I agree with much of this. Buying used CF frame/ fork is a risk. Used frame/ fork/ wheelset, more of a risk. 

Cost of upgrades isn't generally retrievable, so the seller can laugh at the price offered, but I doubt there's a line waiting to pay it. 

Re: the wheelset, below is a link to reviews... generally positive, but not all. If you do opt to buy the bike, be careful to use the upgraded OEM pads mentioned in the reviews. 
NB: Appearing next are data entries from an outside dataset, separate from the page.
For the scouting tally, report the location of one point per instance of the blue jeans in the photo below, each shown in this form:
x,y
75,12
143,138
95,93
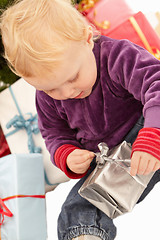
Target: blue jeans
x,y
79,217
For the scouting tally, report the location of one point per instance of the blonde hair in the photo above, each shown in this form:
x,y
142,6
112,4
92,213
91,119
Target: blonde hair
x,y
35,34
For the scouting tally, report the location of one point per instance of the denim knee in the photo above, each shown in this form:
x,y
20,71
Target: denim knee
x,y
79,217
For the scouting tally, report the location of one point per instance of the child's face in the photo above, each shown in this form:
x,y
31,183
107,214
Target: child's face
x,y
74,78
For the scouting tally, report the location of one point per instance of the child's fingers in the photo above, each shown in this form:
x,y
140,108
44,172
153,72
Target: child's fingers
x,y
142,167
150,167
156,167
134,166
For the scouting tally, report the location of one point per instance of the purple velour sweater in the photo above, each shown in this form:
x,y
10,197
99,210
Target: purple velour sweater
x,y
128,83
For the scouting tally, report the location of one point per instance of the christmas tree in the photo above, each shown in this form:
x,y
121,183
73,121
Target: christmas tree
x,y
7,77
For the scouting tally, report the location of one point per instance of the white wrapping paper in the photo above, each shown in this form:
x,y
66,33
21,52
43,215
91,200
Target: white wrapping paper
x,y
22,191
18,142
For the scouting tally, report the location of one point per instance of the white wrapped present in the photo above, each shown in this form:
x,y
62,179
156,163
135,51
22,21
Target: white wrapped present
x,y
22,197
18,119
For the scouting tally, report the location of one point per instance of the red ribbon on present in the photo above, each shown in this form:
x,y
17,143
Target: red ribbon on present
x,y
4,211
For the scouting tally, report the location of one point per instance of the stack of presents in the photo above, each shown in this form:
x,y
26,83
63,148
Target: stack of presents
x,y
26,172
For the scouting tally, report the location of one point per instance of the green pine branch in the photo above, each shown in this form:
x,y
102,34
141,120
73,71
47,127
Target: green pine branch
x,y
7,77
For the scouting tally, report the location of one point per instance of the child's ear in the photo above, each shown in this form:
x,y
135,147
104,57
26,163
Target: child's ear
x,y
90,37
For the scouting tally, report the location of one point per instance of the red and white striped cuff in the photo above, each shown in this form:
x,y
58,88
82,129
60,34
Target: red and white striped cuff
x,y
60,158
148,140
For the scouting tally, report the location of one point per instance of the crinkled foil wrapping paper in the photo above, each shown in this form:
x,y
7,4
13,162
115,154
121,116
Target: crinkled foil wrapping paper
x,y
110,187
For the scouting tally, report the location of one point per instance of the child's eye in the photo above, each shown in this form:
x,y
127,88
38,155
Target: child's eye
x,y
49,91
73,80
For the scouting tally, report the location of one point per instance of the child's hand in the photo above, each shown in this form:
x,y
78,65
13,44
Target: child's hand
x,y
79,160
143,163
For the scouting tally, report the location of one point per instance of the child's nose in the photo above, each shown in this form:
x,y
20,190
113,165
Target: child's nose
x,y
67,91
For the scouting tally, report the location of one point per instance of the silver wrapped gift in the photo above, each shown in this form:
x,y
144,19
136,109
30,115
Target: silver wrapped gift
x,y
110,187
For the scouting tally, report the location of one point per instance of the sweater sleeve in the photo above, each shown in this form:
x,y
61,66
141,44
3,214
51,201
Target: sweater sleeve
x,y
54,129
137,71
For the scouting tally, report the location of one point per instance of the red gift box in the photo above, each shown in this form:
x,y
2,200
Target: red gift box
x,y
4,148
106,15
138,30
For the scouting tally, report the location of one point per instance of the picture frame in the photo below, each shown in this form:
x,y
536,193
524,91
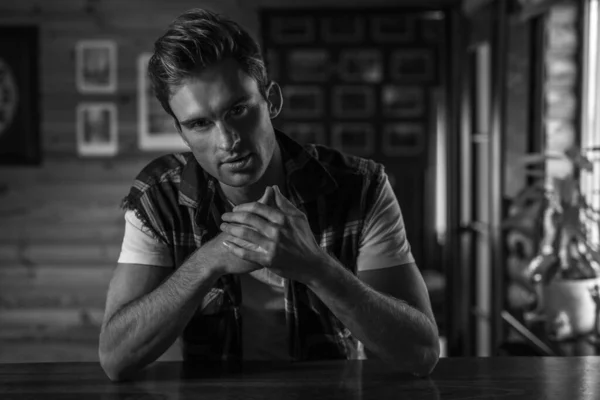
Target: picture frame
x,y
432,27
393,28
293,29
156,128
305,132
343,29
353,138
303,101
361,65
412,65
403,139
353,101
309,65
402,101
96,66
97,129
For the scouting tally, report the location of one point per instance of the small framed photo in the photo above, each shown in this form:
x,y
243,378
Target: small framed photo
x,y
343,29
302,101
361,65
97,129
289,30
156,128
96,66
393,28
403,139
353,138
305,132
403,101
432,26
412,65
353,101
309,65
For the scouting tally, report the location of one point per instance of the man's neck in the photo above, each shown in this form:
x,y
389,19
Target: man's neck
x,y
274,175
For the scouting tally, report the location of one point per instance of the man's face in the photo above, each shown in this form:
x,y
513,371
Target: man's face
x,y
226,123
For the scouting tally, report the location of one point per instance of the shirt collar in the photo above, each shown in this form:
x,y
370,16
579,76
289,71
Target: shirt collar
x,y
306,177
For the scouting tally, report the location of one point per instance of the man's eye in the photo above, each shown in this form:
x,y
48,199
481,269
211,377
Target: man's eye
x,y
200,124
238,110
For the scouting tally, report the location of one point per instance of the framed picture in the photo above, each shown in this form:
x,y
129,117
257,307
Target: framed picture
x,y
361,65
353,101
432,26
403,101
97,129
293,29
403,139
412,65
302,101
353,138
309,65
305,132
156,128
343,29
96,66
393,28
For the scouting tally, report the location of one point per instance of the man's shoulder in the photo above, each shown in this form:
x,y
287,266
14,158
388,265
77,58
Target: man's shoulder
x,y
338,162
163,169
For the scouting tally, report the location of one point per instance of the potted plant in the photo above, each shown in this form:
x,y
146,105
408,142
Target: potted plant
x,y
554,269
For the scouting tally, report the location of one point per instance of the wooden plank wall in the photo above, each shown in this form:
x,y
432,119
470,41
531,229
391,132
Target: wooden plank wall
x,y
60,223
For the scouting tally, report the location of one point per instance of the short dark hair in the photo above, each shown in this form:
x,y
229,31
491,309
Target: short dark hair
x,y
195,40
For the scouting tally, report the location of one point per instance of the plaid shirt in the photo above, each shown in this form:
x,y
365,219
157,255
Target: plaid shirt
x,y
178,202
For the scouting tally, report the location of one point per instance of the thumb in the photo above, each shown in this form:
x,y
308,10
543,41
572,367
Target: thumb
x,y
282,202
267,197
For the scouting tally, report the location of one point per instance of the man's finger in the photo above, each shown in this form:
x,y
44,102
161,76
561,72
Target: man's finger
x,y
282,201
267,197
267,212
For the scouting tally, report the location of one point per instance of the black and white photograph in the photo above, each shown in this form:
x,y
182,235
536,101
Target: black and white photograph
x,y
353,101
415,65
305,132
291,30
354,138
303,101
309,65
393,28
156,128
403,101
403,139
97,129
96,66
343,29
361,65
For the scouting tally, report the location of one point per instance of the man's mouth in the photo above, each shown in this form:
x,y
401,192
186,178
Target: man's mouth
x,y
236,159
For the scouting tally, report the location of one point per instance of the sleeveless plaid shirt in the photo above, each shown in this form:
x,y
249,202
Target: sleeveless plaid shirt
x,y
179,204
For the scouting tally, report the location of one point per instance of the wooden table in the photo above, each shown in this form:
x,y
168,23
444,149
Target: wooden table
x,y
454,378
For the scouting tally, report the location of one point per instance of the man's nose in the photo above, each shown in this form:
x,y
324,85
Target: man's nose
x,y
228,137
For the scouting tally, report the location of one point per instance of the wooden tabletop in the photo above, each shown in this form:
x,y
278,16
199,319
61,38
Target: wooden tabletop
x,y
569,378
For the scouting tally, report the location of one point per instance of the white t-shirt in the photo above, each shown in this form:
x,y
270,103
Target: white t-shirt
x,y
382,245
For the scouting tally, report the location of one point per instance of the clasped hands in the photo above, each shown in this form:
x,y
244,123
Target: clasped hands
x,y
274,234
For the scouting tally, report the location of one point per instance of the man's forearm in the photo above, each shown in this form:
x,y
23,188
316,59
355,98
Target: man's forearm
x,y
144,329
391,329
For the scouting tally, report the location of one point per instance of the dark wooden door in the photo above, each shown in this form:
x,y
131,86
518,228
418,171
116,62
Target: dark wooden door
x,y
19,96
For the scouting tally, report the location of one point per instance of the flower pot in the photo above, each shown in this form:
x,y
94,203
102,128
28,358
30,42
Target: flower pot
x,y
569,307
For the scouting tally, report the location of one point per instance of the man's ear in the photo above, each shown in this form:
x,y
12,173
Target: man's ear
x,y
274,99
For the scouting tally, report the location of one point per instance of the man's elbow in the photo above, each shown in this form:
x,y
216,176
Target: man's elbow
x,y
428,359
116,370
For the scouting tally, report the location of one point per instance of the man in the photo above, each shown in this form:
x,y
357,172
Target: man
x,y
251,246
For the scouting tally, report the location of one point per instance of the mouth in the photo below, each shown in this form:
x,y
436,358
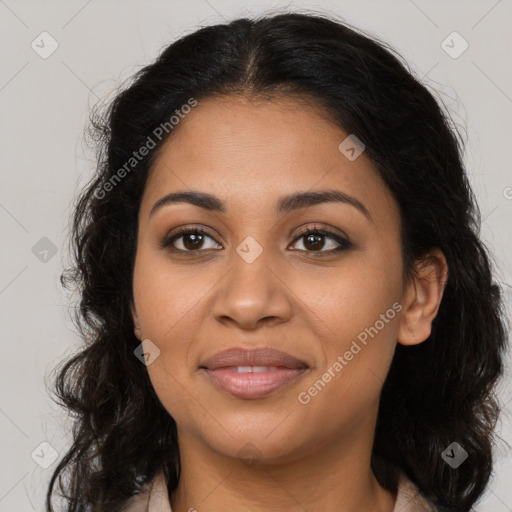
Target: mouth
x,y
252,374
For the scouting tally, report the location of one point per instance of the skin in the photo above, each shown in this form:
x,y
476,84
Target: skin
x,y
313,457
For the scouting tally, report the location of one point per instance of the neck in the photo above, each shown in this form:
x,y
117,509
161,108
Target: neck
x,y
334,478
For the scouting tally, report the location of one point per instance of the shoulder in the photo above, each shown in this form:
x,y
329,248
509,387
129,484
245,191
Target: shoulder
x,y
153,497
409,497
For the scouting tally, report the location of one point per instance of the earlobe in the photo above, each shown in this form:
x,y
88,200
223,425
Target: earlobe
x,y
424,295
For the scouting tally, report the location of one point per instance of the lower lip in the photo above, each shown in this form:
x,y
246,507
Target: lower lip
x,y
250,385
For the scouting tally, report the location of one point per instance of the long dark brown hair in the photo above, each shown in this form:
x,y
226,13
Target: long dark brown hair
x,y
437,392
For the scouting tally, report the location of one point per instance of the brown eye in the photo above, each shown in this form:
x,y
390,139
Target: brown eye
x,y
193,239
315,241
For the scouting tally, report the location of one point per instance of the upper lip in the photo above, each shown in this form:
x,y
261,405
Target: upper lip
x,y
265,356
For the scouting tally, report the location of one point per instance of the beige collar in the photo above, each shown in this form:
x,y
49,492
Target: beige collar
x,y
155,497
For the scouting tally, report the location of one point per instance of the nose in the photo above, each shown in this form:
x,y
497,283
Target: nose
x,y
253,293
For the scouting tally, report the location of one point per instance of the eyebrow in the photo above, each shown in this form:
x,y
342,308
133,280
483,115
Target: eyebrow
x,y
285,204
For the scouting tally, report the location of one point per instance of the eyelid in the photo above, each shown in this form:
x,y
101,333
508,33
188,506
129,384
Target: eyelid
x,y
341,239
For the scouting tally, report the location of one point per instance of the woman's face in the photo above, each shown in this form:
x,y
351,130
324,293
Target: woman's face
x,y
252,281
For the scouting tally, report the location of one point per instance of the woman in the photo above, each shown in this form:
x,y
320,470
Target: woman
x,y
285,298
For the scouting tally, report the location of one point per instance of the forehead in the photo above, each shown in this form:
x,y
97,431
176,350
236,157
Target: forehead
x,y
255,151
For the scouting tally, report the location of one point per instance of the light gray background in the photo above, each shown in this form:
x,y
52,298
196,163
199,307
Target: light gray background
x,y
45,105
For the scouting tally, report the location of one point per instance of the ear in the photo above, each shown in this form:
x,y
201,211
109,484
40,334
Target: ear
x,y
422,298
137,329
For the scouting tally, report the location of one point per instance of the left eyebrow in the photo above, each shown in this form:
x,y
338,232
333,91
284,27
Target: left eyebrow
x,y
285,204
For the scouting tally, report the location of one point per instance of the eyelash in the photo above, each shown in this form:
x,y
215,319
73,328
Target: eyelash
x,y
344,243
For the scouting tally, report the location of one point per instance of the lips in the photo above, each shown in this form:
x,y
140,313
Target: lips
x,y
265,356
252,374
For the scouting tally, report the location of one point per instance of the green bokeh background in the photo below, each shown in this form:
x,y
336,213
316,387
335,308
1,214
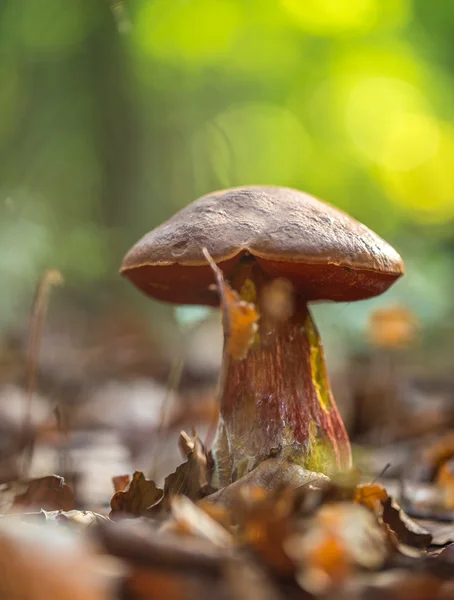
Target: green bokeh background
x,y
113,115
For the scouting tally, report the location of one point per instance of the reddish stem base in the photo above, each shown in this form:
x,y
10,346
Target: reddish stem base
x,y
278,402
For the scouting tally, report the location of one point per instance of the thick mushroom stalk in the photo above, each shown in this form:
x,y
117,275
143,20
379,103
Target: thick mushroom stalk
x,y
277,401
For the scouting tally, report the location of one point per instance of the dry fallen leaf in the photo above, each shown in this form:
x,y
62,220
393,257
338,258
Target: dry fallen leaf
x,y
264,523
239,317
195,521
392,327
371,496
120,482
191,477
140,495
49,493
408,531
445,481
338,540
40,561
270,475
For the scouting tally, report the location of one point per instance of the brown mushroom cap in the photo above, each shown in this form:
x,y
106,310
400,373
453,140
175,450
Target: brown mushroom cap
x,y
326,254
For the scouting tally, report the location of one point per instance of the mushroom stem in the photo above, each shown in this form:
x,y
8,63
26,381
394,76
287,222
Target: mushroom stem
x,y
277,401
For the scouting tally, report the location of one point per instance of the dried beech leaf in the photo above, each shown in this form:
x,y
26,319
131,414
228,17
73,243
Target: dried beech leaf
x,y
198,522
49,493
185,443
339,539
407,530
264,523
41,562
120,482
191,477
239,317
140,495
445,481
271,474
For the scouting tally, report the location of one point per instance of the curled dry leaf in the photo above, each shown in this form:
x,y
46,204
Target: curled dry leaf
x,y
445,481
137,499
42,562
49,493
393,327
271,474
341,538
408,531
120,482
264,523
191,477
371,496
79,518
191,519
239,317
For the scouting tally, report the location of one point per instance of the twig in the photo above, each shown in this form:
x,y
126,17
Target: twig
x,y
50,278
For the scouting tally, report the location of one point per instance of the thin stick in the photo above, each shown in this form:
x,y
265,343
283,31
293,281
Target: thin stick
x,y
172,384
50,278
226,325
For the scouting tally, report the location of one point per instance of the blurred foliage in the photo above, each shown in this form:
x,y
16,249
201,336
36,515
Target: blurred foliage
x,y
114,114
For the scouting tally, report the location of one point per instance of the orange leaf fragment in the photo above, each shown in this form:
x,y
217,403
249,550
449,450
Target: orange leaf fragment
x,y
239,317
371,496
137,498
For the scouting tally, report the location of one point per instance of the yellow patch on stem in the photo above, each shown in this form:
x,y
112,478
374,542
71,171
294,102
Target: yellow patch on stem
x,y
318,368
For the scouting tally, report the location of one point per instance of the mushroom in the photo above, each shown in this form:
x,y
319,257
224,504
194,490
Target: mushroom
x,y
276,401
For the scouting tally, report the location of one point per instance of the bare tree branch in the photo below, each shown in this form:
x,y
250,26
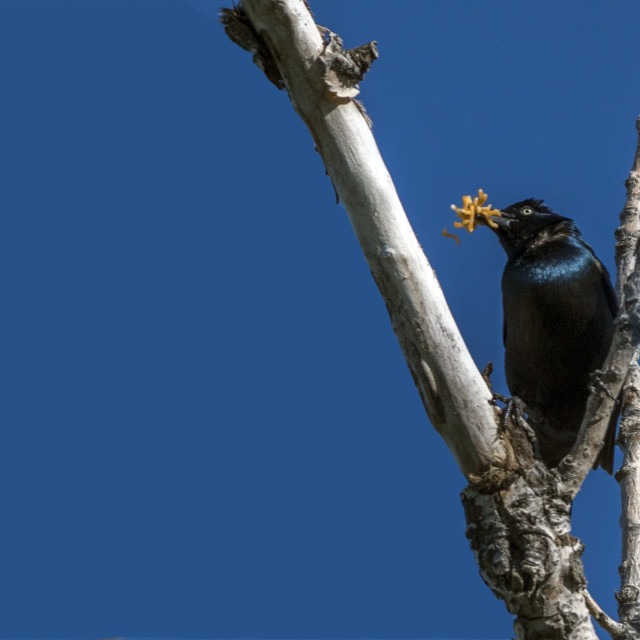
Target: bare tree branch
x,y
624,348
321,80
517,510
615,629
https://www.competitivecyclist.com/mercury-wheels-m5-clincher-wheelset#review-atg635320

Lastly, getting your sizing requirements met is a biggie in the bike world. Get this wrong and the bike will never fit well and won't be a great deal, no matter the price paid. 

My best advice is to (roughly) half your budget and buy new from a reputable LBS. Lots of very nice bikes offered in the $1,200 price range. And with it you get sizing/ fit assistance and a warranty. Maybe less bling, but a better bet, IMHO.


----------



## jetdog9 (Jul 12, 2007)

$1400-$1900 can get you a lot of new bike, way past entry level, if you keep your eyes open for sales. Honestly you should be able to find a 105/Ultegra mix in that price range, in some cases full on Ultegra although probably on an alloy frame.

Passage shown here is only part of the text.